Langsam hellten sich die Gesichter der Janssens auf und sie blieben sogar noch auf eine zweite Tasse Kaffee. Sie fragten nach und lächelten sogar einige Male. Santoni nickte mit einem gequälten Blick mal in die eine, mal in die andere Richtung. Irgendwann unterbrach Franka die angeregte Unterhaltung: “Und das hier ist Anabel, meine Tochter”. Die Kleine war unterdessen aufgewacht, stand vor ihrem Tisch und rieb sich die noch müden Augen. Anabel schüttelte den Janssens brav die Hand und kletterte dann auf Frankas Schoss.

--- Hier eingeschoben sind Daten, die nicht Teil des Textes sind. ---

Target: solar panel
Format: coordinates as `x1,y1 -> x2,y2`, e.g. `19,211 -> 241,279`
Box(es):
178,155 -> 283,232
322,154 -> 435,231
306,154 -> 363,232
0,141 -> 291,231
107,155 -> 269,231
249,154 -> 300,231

Ein paar Minuten später waren sie gegangen. “Wir können nichts versprechen…” sagte Dr. Janssen, als Ricardo Santoni ihm überschwänglich die Hand schüttelte.
Doch in dem Moment, als die Fahrstuhltür sich hinter ihnen geschlossen hatte, hörte Santoni auf zu grinsen und trat ganz dicht an Franka heran: “Tun Sie das nie, nie, nie wieder, meine Liebe!” Doch Franka zeigte sich nicht im entferntesten beeindruckt. Keck sah sie ihm in die Augen: “Sonst passiert was bitte, Herr Sanktini?”